Tehching Hsieh: 謝德慶...Dec. 31,1950-****...Taiwan/United States
"Sometimes I find
I have no answers to questions about that experience."
One of the true pioneers of performance art is Tehching “Sam”
Hsieh. Through his art, he makes connections between life and art. His is best known for his year long performances. Why a
year? “Because one year is the largest single unit of how we count time. It takes the earth a year
to move around the sun. Three years, four years is something else. It is about being human, how we explain time, how we measure
our existence.” He came to the United States from Taiwan, “I was in the equivalent
of the merchant marines and immigration wouldn’t let me in so I walked off the ship and stayed here.”
His first one was in 1978, when he built an eleven and a half by nine by eight
foot barred jail cell in his loft apartment. For that year he had no contact with the outside world, no TV, no sound, no talking,
no reading, no writing. His food was delivered and his waste was removed in a bucket each day. “This
kind of work is not about suffering, it is about existence. It is about a technique, my concept is to show this technique.

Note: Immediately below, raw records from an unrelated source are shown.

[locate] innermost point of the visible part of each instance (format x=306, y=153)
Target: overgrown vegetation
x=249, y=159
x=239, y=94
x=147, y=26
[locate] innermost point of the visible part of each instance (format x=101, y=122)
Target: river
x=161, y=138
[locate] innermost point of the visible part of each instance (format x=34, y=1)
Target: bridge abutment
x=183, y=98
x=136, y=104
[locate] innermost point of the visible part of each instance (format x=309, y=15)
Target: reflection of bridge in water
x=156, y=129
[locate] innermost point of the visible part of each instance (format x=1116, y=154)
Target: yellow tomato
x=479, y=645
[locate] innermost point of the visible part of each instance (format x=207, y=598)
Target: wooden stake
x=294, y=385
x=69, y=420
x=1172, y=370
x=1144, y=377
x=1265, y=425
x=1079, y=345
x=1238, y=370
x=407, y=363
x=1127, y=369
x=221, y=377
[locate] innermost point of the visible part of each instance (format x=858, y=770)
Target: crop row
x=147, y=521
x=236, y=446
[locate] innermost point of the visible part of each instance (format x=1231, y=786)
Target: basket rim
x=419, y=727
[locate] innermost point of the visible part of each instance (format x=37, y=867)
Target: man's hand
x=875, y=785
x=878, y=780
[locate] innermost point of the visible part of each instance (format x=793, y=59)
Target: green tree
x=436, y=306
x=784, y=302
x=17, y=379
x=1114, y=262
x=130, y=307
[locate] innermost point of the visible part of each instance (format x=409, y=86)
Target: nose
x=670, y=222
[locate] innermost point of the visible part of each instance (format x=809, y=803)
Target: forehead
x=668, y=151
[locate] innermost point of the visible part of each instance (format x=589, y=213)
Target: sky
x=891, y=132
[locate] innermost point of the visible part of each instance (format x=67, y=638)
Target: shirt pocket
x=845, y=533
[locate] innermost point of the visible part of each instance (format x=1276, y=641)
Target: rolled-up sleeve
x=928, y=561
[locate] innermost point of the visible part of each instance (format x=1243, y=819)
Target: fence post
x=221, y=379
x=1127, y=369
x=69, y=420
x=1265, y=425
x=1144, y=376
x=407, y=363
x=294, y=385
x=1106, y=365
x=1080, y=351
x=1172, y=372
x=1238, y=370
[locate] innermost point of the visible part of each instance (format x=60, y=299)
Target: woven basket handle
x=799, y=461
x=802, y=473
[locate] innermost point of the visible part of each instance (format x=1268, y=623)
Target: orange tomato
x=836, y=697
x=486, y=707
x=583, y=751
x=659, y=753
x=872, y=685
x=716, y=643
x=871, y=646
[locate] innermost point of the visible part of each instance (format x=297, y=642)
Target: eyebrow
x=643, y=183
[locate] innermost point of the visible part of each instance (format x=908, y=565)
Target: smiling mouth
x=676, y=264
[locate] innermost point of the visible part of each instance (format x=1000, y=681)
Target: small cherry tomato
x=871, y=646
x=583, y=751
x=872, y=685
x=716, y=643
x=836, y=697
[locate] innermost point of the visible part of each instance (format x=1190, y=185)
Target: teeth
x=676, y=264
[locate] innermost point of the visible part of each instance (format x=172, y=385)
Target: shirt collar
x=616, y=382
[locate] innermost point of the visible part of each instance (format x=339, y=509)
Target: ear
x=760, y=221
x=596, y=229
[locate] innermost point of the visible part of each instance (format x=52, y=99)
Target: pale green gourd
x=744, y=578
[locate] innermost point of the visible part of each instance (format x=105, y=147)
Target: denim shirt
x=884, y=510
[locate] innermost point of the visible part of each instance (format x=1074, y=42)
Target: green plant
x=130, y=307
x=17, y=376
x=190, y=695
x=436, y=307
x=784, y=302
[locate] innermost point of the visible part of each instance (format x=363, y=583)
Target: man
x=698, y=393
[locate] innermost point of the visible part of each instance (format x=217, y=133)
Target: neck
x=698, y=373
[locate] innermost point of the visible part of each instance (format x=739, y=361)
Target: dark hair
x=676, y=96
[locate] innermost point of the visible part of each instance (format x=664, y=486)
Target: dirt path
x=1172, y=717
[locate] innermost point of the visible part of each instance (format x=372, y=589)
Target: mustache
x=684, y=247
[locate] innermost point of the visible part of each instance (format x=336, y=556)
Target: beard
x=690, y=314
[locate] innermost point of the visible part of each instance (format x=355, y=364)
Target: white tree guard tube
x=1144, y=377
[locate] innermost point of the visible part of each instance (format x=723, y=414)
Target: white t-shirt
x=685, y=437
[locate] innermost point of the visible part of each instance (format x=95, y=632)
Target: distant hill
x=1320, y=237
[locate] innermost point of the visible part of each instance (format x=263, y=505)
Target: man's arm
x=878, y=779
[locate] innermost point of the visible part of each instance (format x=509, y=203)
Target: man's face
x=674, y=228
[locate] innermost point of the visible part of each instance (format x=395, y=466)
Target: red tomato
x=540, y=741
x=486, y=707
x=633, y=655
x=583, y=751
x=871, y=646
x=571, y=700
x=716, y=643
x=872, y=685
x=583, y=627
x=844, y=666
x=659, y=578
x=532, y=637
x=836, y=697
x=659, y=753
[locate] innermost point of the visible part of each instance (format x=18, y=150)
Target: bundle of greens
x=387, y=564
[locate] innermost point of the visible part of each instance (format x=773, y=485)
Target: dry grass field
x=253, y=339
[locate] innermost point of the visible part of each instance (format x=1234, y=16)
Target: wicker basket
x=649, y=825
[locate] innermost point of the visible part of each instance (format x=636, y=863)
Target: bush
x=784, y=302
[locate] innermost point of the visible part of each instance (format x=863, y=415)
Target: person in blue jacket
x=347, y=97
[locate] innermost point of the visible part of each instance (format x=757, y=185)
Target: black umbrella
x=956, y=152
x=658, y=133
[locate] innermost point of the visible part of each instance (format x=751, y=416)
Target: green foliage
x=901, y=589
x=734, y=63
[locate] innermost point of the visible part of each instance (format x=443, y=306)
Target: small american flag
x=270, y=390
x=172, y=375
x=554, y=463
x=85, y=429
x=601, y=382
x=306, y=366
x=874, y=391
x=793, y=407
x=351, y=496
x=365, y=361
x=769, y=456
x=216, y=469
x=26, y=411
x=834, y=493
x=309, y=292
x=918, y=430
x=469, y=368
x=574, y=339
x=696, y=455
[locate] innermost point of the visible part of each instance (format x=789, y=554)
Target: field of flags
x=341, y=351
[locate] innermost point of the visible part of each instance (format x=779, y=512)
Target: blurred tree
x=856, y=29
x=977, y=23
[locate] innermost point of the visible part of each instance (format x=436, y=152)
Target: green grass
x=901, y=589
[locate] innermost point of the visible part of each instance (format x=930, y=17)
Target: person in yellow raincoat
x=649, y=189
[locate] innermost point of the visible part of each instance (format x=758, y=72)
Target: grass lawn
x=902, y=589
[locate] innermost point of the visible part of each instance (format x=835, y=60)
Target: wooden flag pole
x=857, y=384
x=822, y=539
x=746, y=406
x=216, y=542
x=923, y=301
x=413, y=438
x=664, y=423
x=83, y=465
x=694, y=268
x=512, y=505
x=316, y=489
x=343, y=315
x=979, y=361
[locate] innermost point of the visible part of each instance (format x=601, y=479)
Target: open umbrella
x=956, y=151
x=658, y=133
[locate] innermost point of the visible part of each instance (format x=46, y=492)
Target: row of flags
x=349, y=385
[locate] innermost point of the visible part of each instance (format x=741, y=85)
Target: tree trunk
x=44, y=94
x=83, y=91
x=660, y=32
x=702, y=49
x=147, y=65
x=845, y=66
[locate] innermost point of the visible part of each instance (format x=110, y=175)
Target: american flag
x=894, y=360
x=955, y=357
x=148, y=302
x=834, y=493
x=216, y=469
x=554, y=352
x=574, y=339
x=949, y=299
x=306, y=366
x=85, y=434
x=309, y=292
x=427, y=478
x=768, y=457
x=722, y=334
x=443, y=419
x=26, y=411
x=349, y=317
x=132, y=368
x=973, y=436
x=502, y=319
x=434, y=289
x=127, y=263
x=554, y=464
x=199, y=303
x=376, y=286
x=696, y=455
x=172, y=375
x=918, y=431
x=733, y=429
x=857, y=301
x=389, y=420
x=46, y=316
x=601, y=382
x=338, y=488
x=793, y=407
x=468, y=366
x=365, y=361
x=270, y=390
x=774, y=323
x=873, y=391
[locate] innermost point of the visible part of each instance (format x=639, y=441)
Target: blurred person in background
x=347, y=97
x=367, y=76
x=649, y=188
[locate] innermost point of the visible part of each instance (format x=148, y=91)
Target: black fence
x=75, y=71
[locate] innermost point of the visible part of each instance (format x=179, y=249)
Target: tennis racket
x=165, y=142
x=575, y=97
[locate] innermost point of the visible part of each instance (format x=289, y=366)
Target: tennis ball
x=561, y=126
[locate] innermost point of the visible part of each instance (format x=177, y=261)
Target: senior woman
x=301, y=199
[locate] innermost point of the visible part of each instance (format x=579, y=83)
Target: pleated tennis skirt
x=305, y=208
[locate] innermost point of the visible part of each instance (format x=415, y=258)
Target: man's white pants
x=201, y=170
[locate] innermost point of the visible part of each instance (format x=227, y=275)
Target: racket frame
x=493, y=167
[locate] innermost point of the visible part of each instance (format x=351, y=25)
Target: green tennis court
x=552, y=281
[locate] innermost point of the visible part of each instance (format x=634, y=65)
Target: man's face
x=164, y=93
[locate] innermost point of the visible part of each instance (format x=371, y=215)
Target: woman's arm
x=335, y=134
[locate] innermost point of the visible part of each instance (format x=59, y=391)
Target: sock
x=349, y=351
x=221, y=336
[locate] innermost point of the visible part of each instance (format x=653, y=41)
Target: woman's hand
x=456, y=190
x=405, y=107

I think technique is the most important thing.”
Some of Hsieh’s other performances were a year of punching a card in
a time clock every hour on the hour twenty-four hours a day for one year; stayed outside for a year without ever going into
a building, subway, train, car, airplane, ship, cave, or tent in New York City, and even spent a year making no art, no talking
about art, no looking at art, no reading about art, or going to a museum or gallery (even though his not making art was art).
One of his more known performances was in collaboration with fellow performance artist Linda Montano.
Linda Montano…1942-****…United States
Montano was born in Saugerties, New York. Her art training was at the College
of New Rochelle; Villa Schifanoia, Florence, Italy; University of Wisconsin; and Hobart Welding School, New York. She emerged
as a pioneering performance artist. One of her trademark performances was wearing only one color for a year. Beyond her clothing
color, she also stated in spaces of that color, listened to a single sound, and only saw people once a month. The color corresponded with the color of the Hindu energy system or Chakra. She called
this 7 YEARS OF LIVING ART and than repeated the performance in ANOTHER
7 YEARS OF LIVING ART. “We all need a goal, an ideal, a job and I use art to give myself
that. My goal is a compassionate mind, a silent mind. Wearing all red, all white, does this for me!” She defines
performance art as a “tool which assists artists to ecstatically feel/face
life.” She teaches at the University of Texas at Austin.
In Hsieh’s performance with Montano, which they are both well known
for, the two were tied together with a eight foot rope. They were not allowed to touch one another for the full year. At the
end of the year they cut the rope, they shook hands, hugged, and punched each other. The work was about couples. Sometime
not together and not alone; a purgatory of relationships if you will.
Hsieh’s last major project was a thirteen year project of making art.
He began the project on his thirty-sixth birthday and ended on his forty-ninth birthday, completed between 1986 and 1999.
After the project was done he released the results to the public. His definitive comment about his project was "I
kept myself alive." What does he mean by that? “On another planet I could do something. Our
time is very short here. When we speak of historical figures we say they were born this year, died that year. Or, we say,
they are still alive. That’s all we talk about really. It’s just like the dinosaurs, all we can talk about is
when they lived and died. So for me, I use similar language. I can only say that I have kept myself alive. More details are
unnecessary, survival is all. What I have done in those years remains in my mind.” After that project his art
career was over. “I’m fifty years old now. I am experienced enough to know the past and probably
to know the future. I don’t have much left, but I can still help or do something to make things better. It is just not
through art…I no longer call myself an artist, but I cannot change the way you see me.” In 1994 Hsieh became
an American citizen and he lives in Brooklyn, New York with his wife.